Politically ambitious Californians have applied for one of 53 positions in the state’s congressional delegation. Duties include:
- Attend floor sessions and vote on bills
- Occasionally write bills
- Help investigate Russia’s interference in the 2016 election
- Help investigate the FBI’s investigation of Russia’s interference in the 2016 election
- Channel the concerns of the 700,000 or so people who live in their district and convince 434 other colleagues to care about them too
- Spend a lot of time asking donors for money
Small Business Owner
Incumbent Party: Democratic
Democratic vs Republican Voter Registration: 19.2% D
Trump vs Clinton Margin, 2016: 21.6% Clinton
Congressional Margin of Victory in Last Election: 16%
Top Two Primary Applicants, June 2018: Jim Costa (53%), Elizabeth Heng (47%)
Democratic vs Republican Vote Share, June 2018: 6% D
On paper, this district is solidly blue. Registered Democrats outnumber Republicans by double digits and the current job holder, Rep. Jim Costa, has been representing the area in Congress since 2005 (and before that, in the Legislature since 1978). In Washington D.C., he has been one of the most moderate Democrats in Congress. Costa’s “Trump Score” on the political news site FiveThirtyEight.com, a measure of how often each member votes with the president, is the eighth highest of any Democrat.

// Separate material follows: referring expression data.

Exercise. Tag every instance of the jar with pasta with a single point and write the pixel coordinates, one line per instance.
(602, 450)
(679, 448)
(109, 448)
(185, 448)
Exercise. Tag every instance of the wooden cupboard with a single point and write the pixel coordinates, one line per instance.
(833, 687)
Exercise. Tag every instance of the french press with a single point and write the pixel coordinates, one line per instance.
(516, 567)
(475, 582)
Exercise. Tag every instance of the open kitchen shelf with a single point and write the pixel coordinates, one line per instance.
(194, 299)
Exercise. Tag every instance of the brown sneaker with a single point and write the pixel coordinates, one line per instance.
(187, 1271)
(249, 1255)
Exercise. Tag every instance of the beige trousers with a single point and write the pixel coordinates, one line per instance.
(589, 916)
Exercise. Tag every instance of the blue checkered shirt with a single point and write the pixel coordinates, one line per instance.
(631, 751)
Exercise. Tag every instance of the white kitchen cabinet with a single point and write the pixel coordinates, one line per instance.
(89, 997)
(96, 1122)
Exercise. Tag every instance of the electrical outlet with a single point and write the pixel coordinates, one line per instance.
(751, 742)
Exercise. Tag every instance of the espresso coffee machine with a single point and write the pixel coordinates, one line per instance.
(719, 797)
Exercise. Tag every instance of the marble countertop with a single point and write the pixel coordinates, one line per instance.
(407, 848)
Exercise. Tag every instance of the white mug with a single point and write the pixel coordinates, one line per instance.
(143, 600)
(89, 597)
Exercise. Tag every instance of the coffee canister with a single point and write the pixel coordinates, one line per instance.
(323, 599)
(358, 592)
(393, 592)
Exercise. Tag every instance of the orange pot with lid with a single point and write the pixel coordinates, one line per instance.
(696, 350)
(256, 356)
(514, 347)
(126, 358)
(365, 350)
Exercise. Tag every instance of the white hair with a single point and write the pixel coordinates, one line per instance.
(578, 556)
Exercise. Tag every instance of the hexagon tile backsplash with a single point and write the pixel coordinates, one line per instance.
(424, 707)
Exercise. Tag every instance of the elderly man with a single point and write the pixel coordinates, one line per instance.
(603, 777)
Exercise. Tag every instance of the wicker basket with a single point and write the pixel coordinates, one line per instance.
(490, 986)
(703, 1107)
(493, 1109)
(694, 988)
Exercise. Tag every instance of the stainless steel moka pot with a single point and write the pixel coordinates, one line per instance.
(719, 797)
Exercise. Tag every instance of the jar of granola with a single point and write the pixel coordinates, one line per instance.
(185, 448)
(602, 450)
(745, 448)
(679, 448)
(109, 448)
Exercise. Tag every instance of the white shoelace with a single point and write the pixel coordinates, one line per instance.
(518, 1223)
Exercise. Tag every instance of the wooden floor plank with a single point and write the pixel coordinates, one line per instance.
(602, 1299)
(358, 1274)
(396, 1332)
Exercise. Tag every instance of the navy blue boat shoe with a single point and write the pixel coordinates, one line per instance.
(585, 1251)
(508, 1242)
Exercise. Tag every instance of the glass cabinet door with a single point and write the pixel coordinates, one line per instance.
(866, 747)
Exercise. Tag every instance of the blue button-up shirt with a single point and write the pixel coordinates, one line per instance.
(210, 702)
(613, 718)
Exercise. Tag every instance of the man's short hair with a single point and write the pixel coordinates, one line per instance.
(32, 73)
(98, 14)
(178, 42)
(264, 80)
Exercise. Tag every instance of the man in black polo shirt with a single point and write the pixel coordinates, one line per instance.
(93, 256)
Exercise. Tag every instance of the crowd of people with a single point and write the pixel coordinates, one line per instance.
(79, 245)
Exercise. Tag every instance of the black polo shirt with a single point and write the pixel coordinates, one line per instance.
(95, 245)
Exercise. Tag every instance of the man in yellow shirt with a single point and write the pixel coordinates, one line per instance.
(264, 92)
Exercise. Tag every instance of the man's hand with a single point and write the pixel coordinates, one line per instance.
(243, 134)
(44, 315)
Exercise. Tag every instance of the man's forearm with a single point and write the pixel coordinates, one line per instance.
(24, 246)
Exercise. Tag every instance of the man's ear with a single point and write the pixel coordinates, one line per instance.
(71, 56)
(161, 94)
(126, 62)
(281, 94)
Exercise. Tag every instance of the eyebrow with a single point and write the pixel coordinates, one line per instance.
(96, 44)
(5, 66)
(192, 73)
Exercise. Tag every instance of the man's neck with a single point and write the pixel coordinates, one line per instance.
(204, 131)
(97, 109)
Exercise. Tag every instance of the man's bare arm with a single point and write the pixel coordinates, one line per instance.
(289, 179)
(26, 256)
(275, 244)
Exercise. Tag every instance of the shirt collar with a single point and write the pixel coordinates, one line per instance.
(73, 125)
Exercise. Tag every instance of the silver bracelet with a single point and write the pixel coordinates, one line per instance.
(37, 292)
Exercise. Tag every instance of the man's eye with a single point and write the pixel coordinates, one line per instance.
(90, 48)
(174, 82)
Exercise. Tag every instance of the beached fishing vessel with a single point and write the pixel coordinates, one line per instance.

Despite Costa’s lengthy tenure, the district is a perennial close call during non-presidential elections, when Republicans traditionally are more likely to turn out than Democrats. This year Costa faces Elizabeth Heng, a 33-year-old daughter of Cambodian refugees with degrees from Yale and Stanford and job experience as a small business owner who became a Republican political operative in D.C. She’s proven herself to be a strong fundraiser, and in the primary hiring round on June 5th, she came within a few points of Costa—the area’s Democratic bent notwithstanding.
This district also overlaps with the California Senate District 12, where Republicans will be mobilizing a last stand to keep Democrats from retaking a supermajority in the state Legislature.